LLAP functionality added in version 2.0 of default Apache Hive is not supported in Hive 2.1.0 on Amazon EMR release 5.0.

Differences in Hive Between Amazon EMR Release Version 4.x and 5.x

This section covers differences to consider before you migrate a Hive implementation from Hive version 1.0.0 on Amazon EMR release 4.x to Hive 2.x on Amazon EMR release 5.x.

Operational Differences and Considerations

  • Support added for ACID (Atomicity, Consistency, Isolation, and Durability)transactions: This difference between Hive 1.0.0 on Amazon EMR 4.x and default Apache Hive has been eliminated.

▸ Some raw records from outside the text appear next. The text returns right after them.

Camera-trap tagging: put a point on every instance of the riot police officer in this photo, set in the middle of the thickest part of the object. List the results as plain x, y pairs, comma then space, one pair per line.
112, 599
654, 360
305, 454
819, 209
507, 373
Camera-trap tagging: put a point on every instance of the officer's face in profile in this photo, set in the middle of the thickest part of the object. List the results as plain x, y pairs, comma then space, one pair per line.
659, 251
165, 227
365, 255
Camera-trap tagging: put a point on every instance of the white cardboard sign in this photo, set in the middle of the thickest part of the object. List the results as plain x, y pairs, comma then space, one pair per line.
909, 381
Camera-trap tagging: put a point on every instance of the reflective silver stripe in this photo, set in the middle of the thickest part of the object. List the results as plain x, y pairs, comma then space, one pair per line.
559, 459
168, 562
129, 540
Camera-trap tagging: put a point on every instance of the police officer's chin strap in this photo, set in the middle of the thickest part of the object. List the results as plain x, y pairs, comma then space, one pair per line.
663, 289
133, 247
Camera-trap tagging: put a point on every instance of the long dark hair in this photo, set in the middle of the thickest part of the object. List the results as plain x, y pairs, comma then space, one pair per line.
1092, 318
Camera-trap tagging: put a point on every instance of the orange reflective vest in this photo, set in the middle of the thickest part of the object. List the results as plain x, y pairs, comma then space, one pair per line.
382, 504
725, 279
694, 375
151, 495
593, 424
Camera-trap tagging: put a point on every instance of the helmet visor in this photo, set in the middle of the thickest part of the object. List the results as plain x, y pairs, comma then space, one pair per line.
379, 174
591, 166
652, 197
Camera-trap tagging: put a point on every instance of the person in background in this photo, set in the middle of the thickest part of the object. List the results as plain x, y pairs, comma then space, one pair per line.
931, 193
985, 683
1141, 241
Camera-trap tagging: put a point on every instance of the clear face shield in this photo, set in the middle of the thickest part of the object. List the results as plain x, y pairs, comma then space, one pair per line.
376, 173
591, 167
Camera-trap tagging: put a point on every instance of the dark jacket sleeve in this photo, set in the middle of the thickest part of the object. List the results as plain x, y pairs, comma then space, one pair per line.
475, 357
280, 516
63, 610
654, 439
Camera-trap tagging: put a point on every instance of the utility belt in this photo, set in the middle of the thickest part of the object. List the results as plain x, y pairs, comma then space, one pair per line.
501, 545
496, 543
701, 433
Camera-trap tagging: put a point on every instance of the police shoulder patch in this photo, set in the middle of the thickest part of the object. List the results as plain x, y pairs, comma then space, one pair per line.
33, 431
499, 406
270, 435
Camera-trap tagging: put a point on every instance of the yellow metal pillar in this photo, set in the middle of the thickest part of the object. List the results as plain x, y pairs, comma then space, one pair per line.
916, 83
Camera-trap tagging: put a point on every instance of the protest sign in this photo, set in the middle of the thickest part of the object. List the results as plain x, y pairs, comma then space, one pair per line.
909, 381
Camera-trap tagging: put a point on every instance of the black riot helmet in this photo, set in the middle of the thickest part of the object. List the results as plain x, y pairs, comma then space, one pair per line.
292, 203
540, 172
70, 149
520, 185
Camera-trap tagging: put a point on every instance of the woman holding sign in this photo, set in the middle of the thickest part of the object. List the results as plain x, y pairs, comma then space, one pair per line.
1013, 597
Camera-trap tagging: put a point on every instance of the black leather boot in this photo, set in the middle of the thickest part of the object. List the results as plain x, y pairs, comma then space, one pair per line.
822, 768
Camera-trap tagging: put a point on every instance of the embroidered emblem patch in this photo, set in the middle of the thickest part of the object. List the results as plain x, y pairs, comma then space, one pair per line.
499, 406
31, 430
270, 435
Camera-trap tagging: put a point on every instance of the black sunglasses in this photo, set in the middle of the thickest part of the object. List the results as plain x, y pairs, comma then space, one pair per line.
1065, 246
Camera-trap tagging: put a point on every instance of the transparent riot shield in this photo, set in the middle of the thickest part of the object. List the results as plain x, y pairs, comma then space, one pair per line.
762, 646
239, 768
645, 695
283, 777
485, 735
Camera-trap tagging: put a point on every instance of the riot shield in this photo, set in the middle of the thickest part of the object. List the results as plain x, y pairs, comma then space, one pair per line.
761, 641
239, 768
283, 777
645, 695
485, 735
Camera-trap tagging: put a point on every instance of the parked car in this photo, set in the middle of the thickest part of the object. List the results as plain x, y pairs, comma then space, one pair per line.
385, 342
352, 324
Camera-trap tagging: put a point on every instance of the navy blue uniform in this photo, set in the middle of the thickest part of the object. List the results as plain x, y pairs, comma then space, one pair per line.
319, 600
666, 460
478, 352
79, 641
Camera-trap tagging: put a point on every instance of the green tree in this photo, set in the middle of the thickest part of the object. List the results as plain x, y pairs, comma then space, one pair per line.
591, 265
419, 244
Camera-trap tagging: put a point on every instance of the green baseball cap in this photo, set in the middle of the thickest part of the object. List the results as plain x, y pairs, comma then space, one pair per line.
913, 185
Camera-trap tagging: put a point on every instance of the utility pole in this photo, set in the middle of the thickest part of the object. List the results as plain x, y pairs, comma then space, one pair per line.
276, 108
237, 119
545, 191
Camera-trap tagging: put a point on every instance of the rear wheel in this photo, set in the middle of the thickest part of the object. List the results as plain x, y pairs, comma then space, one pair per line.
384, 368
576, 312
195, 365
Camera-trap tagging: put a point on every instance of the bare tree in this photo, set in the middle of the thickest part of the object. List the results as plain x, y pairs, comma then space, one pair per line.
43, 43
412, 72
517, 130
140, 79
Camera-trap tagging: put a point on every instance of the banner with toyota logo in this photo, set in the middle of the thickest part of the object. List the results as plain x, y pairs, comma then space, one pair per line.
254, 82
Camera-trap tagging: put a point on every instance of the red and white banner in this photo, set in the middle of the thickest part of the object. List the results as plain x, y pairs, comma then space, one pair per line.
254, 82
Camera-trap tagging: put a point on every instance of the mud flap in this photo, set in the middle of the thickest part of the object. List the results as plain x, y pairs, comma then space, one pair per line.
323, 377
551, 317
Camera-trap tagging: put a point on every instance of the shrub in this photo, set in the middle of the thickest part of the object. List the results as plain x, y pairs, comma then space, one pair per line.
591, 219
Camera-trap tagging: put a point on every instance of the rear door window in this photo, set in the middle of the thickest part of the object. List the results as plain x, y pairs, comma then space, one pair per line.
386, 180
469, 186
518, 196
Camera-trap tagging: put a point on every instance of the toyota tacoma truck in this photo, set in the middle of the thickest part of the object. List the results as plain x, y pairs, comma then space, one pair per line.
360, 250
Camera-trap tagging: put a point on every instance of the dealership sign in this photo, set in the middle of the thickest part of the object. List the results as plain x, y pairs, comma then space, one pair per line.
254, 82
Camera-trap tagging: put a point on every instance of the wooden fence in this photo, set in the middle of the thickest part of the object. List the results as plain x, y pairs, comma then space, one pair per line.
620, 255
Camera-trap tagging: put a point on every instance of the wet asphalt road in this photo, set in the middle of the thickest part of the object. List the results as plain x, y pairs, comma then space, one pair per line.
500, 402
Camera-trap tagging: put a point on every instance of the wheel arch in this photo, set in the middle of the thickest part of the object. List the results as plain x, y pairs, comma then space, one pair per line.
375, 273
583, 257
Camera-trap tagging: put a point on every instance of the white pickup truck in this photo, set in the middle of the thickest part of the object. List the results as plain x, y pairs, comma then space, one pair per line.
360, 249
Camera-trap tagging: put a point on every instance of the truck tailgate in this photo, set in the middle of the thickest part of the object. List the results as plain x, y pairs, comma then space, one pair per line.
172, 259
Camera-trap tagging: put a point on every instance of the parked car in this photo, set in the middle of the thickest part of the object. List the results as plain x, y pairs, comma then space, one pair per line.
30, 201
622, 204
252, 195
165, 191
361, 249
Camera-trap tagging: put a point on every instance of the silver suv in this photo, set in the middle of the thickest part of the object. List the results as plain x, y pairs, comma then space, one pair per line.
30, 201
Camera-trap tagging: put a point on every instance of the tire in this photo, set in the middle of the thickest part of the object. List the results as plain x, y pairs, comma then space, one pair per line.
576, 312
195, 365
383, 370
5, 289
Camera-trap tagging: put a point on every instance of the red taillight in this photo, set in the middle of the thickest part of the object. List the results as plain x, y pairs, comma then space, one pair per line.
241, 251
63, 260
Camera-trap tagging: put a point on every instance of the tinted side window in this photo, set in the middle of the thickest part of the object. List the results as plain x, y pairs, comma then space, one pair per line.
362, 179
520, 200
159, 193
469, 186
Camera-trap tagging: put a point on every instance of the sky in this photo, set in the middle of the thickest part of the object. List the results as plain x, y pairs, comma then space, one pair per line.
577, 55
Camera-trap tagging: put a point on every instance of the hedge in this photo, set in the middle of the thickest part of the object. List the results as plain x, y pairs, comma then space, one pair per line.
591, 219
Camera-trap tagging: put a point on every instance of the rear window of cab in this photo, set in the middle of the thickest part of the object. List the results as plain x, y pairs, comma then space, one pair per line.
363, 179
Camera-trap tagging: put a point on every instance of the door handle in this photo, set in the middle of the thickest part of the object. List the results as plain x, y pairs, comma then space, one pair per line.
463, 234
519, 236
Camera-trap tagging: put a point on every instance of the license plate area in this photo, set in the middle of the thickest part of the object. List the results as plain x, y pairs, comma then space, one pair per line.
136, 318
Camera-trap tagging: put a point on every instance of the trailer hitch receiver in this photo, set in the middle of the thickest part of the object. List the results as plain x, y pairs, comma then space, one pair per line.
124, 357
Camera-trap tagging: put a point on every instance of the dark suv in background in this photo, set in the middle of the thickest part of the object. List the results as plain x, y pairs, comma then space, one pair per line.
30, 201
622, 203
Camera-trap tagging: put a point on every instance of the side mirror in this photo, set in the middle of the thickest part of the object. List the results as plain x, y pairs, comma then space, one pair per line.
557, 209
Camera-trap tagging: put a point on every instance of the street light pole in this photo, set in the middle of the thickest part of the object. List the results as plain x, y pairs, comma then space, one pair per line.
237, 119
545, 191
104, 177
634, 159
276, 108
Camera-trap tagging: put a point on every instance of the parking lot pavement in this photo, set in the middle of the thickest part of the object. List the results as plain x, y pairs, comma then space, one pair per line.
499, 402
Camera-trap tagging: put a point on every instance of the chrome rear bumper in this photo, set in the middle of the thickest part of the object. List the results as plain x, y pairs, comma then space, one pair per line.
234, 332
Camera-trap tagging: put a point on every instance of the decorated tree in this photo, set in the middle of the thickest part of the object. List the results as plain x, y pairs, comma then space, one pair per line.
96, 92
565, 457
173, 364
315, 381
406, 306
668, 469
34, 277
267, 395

  • Direct writes to Amazon S3 eliminated: This difference between Hive 1.0.0 on Amazon EMR and the default Apache Hive has been eliminated. Hive 2.1.0 on Amazon EMR release 5.x now creates, reads from, and writes to temporary files stored in Amazon S3. As a result, to read from and write to the same table you no longer have to create a temporary table in the cluster's local HDFS file system as a workaround. If you use versioned buckets, be sure to manage these temporary files as described below.

  • Manage temp files when using Amazon S3 versioned buckets: When you run Hive queries where the destination of generated data is Amazon S3, many temporary files and directories are created. This is new behavior as described earlier. If you use versioned S3 buckets, these temp files clutter Amazon S3 and incur cost if they're not deleted. Adjust your lifecycle rules so that data with a /_tmp prefix is deleted after a short period, such as five days. See Specifying a Lifecycle Configuration for more information.

  • Log4j updated to log4j 2: If you use log4j, you may need to change your logging configuration because of this upgrade. See Apache log4j 2 for details.

Performance differences and considerations

  • Performance differences with Tez: With Amazon EMR release 5.x , Tez is the default execution engine for Hive instead of MapReduce. Tez provides improved performance for most workflows.

  • ORC file performance: Query performance may be slower than expected for ORC files.

  • Tables with many partitions: Queries that generate a large number of dynamic partitions may fail, and queries that select from tables with many partitions may take longer than expected to execute. For example, a select from 100,000 partitions may take 10 minutes or more.

Additional Features of Hive on Amazon EMR

Amazon EMR extends Hive with new features that support Hive integration with other AWS services, such as the ability to read from and write to Amazon Simple Storage Service (Amazon S3) and DynamoDB.

Variables in Hive

You can include variables in your scripts by using the dollar sign and curly braces.

add jar ${LIB}/jsonserde.jar

You pass the values of these variables to Hive on the command line using the -d parameter, as in the following example:

-d LIB=s3://elasticmapreduce/samples/hive-ads/lib

You can also pass the values into steps that execute Hive scripts.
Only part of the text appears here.